Canadians very cautious about smart devices: Research
EP&T MagazineElectronics IoT IoT
Almost 92% of Canadians have some kind of IoT device in their household
New research by the leading cybersecurity solution NordVPN shows that people in Canada take the security of their IoT devices seriously. Almost 92% of Canadians have some kind of IoT device in their household. However, respondents in Canada are cautious about possible risks, with almost nine in 10 taking measures to protect the devices.
“As the research shows, the more devices people own, the more vulnerable and thus careful they usually are. Manufacturers surely have to take responsibility for the safety of their products, but users play a big part in their own cybersecurity,” digital privacy expert at NordVPN Daniel Markuson comments.
The survey on IoT devices also showed what cybersecurity habits people in different countries lack, what smart devices they usually purchase, and who, in their opinion, should be responsible for keeping those devices protected.

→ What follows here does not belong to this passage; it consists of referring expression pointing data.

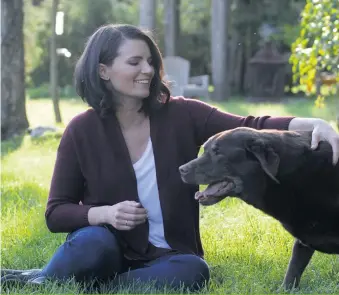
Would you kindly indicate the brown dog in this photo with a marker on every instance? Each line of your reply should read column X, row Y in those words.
column 278, row 173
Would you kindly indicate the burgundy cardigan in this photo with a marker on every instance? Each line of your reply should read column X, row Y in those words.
column 93, row 166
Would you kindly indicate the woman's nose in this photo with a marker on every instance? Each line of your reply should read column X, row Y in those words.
column 147, row 68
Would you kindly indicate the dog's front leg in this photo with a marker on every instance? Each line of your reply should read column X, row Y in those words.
column 301, row 256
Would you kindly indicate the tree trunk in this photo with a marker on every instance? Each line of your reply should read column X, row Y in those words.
column 172, row 27
column 13, row 109
column 54, row 65
column 147, row 14
column 219, row 20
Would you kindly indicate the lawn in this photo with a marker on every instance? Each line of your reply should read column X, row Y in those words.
column 248, row 251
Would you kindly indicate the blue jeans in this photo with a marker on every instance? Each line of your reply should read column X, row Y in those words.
column 93, row 252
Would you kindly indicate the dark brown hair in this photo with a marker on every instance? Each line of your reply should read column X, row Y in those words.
column 102, row 47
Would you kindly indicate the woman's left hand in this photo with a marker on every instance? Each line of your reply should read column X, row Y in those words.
column 324, row 132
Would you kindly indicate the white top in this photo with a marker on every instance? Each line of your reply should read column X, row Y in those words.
column 148, row 193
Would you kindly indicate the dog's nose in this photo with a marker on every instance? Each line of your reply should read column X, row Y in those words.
column 183, row 169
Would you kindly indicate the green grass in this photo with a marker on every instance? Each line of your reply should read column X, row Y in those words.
column 248, row 251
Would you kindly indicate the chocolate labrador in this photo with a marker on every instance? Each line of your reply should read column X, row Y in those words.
column 278, row 173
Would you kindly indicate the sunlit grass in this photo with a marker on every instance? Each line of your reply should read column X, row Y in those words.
column 248, row 251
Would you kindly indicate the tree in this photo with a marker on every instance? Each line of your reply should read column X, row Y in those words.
column 13, row 109
column 53, row 72
column 316, row 50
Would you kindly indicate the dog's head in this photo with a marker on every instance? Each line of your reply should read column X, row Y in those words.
column 237, row 162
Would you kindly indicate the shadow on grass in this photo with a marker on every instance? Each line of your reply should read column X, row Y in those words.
column 11, row 145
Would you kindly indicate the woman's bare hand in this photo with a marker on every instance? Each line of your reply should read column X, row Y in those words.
column 125, row 215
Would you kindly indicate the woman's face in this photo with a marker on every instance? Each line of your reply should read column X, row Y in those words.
column 132, row 70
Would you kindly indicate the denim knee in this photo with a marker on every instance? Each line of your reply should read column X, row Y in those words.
column 90, row 252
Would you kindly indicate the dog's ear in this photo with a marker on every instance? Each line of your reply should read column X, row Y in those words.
column 267, row 157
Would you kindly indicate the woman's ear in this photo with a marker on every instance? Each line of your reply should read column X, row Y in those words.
column 103, row 72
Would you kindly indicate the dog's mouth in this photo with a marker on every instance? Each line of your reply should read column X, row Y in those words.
column 215, row 192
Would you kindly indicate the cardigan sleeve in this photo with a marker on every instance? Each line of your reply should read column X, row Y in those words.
column 209, row 120
column 63, row 212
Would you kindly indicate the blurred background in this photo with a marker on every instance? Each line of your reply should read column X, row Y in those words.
column 257, row 49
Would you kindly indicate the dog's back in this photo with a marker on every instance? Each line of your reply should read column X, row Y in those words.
column 307, row 199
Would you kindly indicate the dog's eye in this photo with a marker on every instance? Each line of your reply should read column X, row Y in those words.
column 215, row 149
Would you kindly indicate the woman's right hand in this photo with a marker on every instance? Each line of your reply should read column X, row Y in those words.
column 125, row 215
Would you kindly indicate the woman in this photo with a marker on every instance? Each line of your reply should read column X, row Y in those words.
column 116, row 188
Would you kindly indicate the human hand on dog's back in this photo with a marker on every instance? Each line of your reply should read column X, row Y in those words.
column 122, row 216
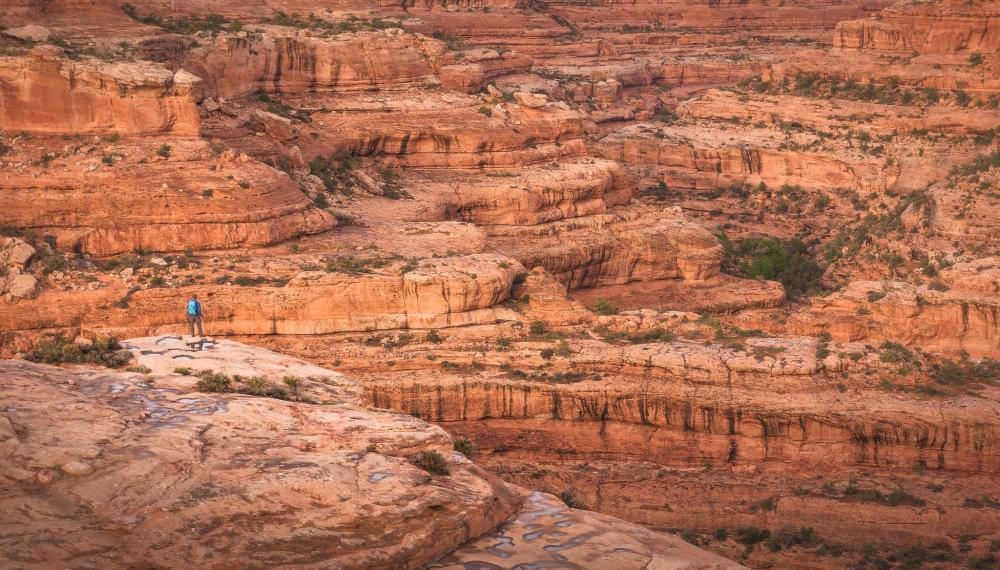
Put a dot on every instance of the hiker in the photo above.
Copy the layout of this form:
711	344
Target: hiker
194	314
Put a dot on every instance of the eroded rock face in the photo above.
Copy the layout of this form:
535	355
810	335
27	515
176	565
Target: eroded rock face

What is the problem with IoT devices?
IoT devices, by their very nature, collect and send information. This might be done securely and for a specific purpose, such as an encrypted message to tell your heating to turn off. But it might also be leaky, either through bad encryption (or none at all) or through giving away extra information. For example, the internet-connected camera on your front door might let you know when a visitor is there, but, if someone else is watching, it could also reveal when the house is empty, or when children are home alone. In 2020, dozens of Amazon Rings were hacked, resulting in a lawsuit against the company.
“IoT device makers are in a rush to sell the gadgets as quickly as possible. This means that they are shipping them out with the minimum features required for them to function, shortening the development process and cutting costs as much as possible. This is great for device makers, but horrible news for consumers. When things are rushed, they leave huge gaps in security,” Daniel Markuson adds.
User behavior is just one extra aspect of a potential security vulnerability in light of all the technical and structural issues. Still, there are often simple steps we can all take to improve the security of the devices and networks in our homes or offices.
Compared to other countries, Canadians are protective with their IoT devices
Overall, the vast majority of us have some kind of IoT or connected devices in our homes, even if it’s just a router. In fact, only 12.3% of the people surveyed did not have any of the listed devices. Canada saw an active use of IoT devices, with only 8% of people saying they had none of the devices in their homes. They also took some actions against the risks, with only 11% taking no measures to protect the devices.
On the other hand, other countries need to improve their habits. The UK showed the worst results, with 19% of people with IoT devices taking no protective measures. The US showed similar results, with 17% of people with IoT devices taking no action. People in the Netherlands and Canada had the best devices-to-behaviors ratio, although France scored well mostly by having much fewer devices (only 77%).
More information about the research results of other countries here.
What can be done to protect the privacy of IoT devices?
41% of users think that manufacturers should be responsible for the safety of the devices they produce, while 56% see it as their own responsibility. The research shows that the main vulnerabilities users are worried about are deprecation (76%), followed closely by privacy issues (75%) and design problems (particularly encryption) (75%).